On Tuesday of Thanksgiving week we found ourselves visiting the Freud Museum where I was pleased (relieved?) to learn that Freud himself was quite an avid collector-traveler. A display cabinet in his carefully preserved waiting room showcased small, handcrafted collectibles--souvenirs from world travels, a display which offered this collector-traveler some consolation. Not to be outwitted, nor outcollected, I made a major discovery mere steps away from our morning history lesson: a thrift store.
Everywhere.
A small "charity shop" (as the Europeans say), the small rooms were packed with household goods, clothing, and (in their deservedly own special room) books! I'm a fiendish book lover. Give me a good bookstore and I'm set for the afternoon. Give me a neatly organized collection of books in a thrift store and I'm good while Mari is devouring the clothing aisles. Although I don't read German, I found it amusing and particularly comforting to recognize book jackets of familiar novels and authors in this tidy backroom library. One thing I've noticed about books in thrift stores outside the states is that there is always more than one language represented. In this case there were separate sections with French, Italian, and Spanish novels, in addition to German.
We actually came away from the Volkshilfe (people's aid) Secondhand Shop with some bargains, including a beautifully patinaed cast iron bundt cake pan and a sweet little faceted glass vase--both on sale that day, thank you very much. The cake pan scrubbed up very nicely and remains to be christened in its new American home, but the vase has already fulfilled its floral function on more than one occasion.
was here that I fell into a deep love (Mari and the Vienna Psychoanalytic Society would say obsession) with a beautifully hand-carved/turned/stained nativity set. I looked and asked and touched and thought and... walked away.
Didn't I say to buy it
if it speaks to you?!
I am happy to report that the Christmasmarketed wooden nativity set is proudly on display in our living room and yes, I realize it's the middle of March.
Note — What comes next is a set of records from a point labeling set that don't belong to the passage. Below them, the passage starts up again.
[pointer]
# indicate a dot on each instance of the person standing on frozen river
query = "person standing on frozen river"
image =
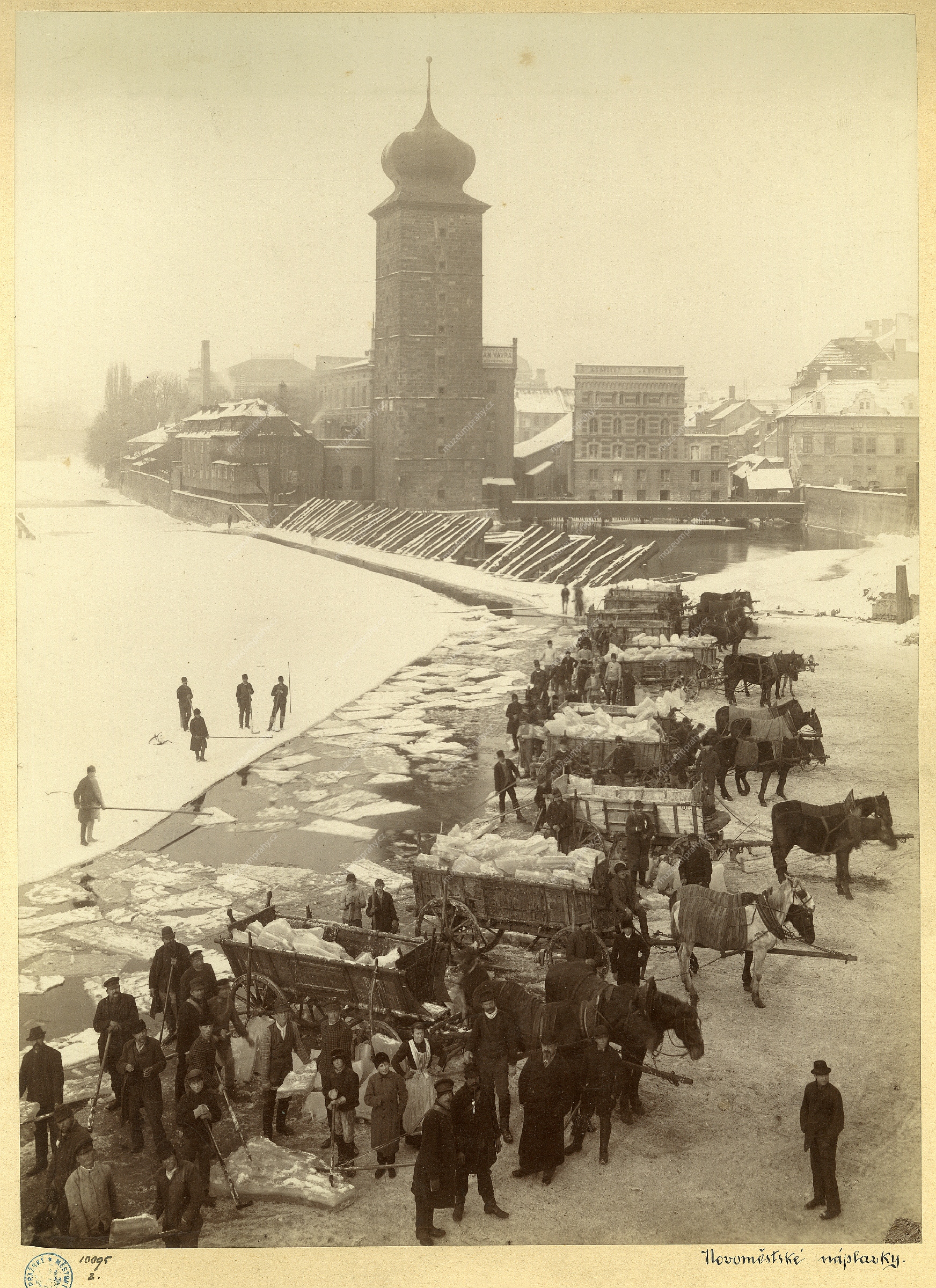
(245, 693)
(89, 804)
(279, 693)
(185, 696)
(200, 735)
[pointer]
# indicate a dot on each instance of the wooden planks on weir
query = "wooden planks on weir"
(424, 533)
(544, 554)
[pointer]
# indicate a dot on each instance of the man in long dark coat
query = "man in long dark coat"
(382, 910)
(141, 1063)
(41, 1077)
(602, 1080)
(170, 958)
(185, 696)
(477, 1141)
(116, 1016)
(71, 1137)
(546, 1095)
(434, 1173)
(200, 735)
(822, 1118)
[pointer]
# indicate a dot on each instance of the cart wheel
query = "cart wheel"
(457, 924)
(586, 834)
(264, 996)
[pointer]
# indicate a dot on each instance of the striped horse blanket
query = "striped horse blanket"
(712, 919)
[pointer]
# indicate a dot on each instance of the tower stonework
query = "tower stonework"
(429, 392)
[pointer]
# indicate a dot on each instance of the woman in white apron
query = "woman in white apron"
(412, 1063)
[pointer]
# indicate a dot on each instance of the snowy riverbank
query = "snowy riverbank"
(118, 602)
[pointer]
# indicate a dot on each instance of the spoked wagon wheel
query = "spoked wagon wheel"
(457, 924)
(585, 834)
(264, 996)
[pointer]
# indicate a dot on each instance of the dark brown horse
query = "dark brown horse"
(763, 670)
(763, 757)
(791, 712)
(831, 830)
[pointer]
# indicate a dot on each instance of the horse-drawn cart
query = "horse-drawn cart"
(385, 996)
(469, 907)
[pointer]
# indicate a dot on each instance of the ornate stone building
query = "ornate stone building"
(433, 400)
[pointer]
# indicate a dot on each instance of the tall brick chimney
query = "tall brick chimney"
(207, 372)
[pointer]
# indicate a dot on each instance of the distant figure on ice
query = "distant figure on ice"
(245, 693)
(169, 957)
(200, 735)
(89, 804)
(382, 910)
(353, 901)
(185, 696)
(279, 693)
(41, 1077)
(115, 1018)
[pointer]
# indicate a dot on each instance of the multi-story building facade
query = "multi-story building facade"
(862, 433)
(628, 435)
(429, 377)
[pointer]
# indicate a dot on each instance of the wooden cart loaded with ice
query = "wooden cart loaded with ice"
(477, 910)
(386, 999)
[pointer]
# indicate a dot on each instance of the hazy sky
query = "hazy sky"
(720, 192)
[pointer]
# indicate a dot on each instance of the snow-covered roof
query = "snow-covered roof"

That's me up there admiring an attractively enticing display of cured meats and homemade cheeses like it's some museum display. Look. Admire. (cue stomach grumbles) Walk away. Not to worry; we sampled plenty of local treats including my first cronut (overflowing with Nutella!). Even if you are not an avid fleamarketer nor collector of holiday regalia--if you are a foodie--the Vienna Christmas markets are their own scrumptiously satisfying experience.